Ce serait un tournant profond pour la sécurité sociale, qui a toujours été autofinancée. Le programme est principalement financé par la taxe sur les salaires, qui s'élève actuellement à 12,4 % et qui est répartie à parts égales entre les employés et les employeurs. Il est également financé par des recettes plus modestes provenant des intérêts perçus sur les obligations du fonds fiduciaire et de l'imposition des prestations.

COMMENT FONCTIONNE LE CALCUL

La logique qui sous-tend la solution des recettes générales est simple. Même si un consensus se dégageait en faveur d'une certaine réduction des prestations à l'approche de la date d'insolvabilité, les calculs ne fonctionneraient tout simplement pas en raison de l'ampleur et du calendrier des réductions nécessaires.

"Vous ne pourriez pas appliquer une réduction de 25 % du jour au lendemain, car cela aurait un effet terrible sur le revenu des bénéficiaires actuels", a déclaré Paul N. Van de Water, chercheur principal au Center on Budget and Policy Priorities, un groupe de réflexion progressiste. Et l'introduction progressive de réductions plus faibles sur une période plus longue ne résout pas le problème à court terme.

L'ajout de recettes générales signifierait que la sécurité sociale - pour la première fois - alourdirait le fardeau de la dette nationale, puisque l'argent serait emprunté. Ce changement pourrait également placer la sécurité sociale dans la même situation que d'autres programmes fédéraux soumis à des crédits annuels du Congrès pour des choses telles que l'alimentation et le logement.

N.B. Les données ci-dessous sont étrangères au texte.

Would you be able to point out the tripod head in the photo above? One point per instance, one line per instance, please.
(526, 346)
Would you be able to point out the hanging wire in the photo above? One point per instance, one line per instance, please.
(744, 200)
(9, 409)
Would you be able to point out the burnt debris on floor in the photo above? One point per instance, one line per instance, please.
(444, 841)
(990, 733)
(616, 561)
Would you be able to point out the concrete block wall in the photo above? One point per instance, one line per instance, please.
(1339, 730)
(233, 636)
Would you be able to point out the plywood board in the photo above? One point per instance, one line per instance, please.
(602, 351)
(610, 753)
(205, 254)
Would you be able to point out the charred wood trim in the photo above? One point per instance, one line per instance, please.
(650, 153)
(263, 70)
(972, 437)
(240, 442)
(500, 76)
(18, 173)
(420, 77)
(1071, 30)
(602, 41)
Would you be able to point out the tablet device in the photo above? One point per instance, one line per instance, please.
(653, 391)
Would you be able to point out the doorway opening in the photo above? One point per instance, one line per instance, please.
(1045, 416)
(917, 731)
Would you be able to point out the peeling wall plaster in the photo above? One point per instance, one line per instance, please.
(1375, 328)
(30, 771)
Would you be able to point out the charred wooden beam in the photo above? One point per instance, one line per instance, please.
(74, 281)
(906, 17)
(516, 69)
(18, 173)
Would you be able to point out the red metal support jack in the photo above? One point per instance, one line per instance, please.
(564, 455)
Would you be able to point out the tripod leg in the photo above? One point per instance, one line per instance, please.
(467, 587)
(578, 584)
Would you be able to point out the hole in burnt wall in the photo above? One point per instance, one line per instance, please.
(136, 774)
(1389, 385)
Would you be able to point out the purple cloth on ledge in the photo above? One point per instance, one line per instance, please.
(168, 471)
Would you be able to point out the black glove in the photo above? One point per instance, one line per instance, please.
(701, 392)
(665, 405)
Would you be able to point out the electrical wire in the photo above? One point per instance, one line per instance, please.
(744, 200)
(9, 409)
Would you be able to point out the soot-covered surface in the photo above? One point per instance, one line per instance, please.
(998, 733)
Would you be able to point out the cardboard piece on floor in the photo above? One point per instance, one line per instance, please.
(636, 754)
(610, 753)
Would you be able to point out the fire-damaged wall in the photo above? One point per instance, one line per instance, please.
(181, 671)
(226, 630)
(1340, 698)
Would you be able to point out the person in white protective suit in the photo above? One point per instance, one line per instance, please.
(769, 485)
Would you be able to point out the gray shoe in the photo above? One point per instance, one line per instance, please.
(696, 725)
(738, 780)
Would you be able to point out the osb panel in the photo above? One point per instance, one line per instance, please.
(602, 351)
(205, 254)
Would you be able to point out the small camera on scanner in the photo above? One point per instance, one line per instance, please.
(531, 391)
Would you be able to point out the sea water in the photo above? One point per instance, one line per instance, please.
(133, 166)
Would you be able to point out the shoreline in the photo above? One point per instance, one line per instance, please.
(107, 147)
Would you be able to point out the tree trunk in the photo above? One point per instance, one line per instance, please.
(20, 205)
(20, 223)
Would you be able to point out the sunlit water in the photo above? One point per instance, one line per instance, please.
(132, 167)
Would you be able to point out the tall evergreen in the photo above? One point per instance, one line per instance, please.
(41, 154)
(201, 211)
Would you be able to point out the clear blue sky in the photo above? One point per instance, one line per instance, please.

Toutefois, M. Van de Water est plus optimiste quant aux conséquences de l'utilisation des recettes générales pour financer le programme. La sécurité sociale est devenue suffisamment populaire et ancrée dans les mentalités au fil des ans pour qu'il ne soit pas certain qu'un financement non affecté à des fins particulières réduise la force et le soutien du programme.

Malheureusement, ce jeu de vases communicants ne fera que renforcer les inquiétudes exprimées par de nombreux Américains quant à l'avenir de la sécurité sociale. Si vous faites partie de ces inquiets, M. Van de Water a quelques mots pour vous rassurer.

Malgré l'incertitude, il est très peu probable que le Congrès permette que des prestations complètes ne soient pas versées au titre de la sécurité sociale", a-t-il déclaré. "Il se peut qu'il y ait beaucoup d'angoisse avant qu'une solution ne soit trouvée, tout comme nous avons eu de l'angoisse sur d'autres questions budgétaires, mais la question sera résolue.

Les opinions exprimées ici sont celles de l'auteur, chroniqueur pour Reuters (Rédaction : Mark Miller ; Édition : Matthew Lewis).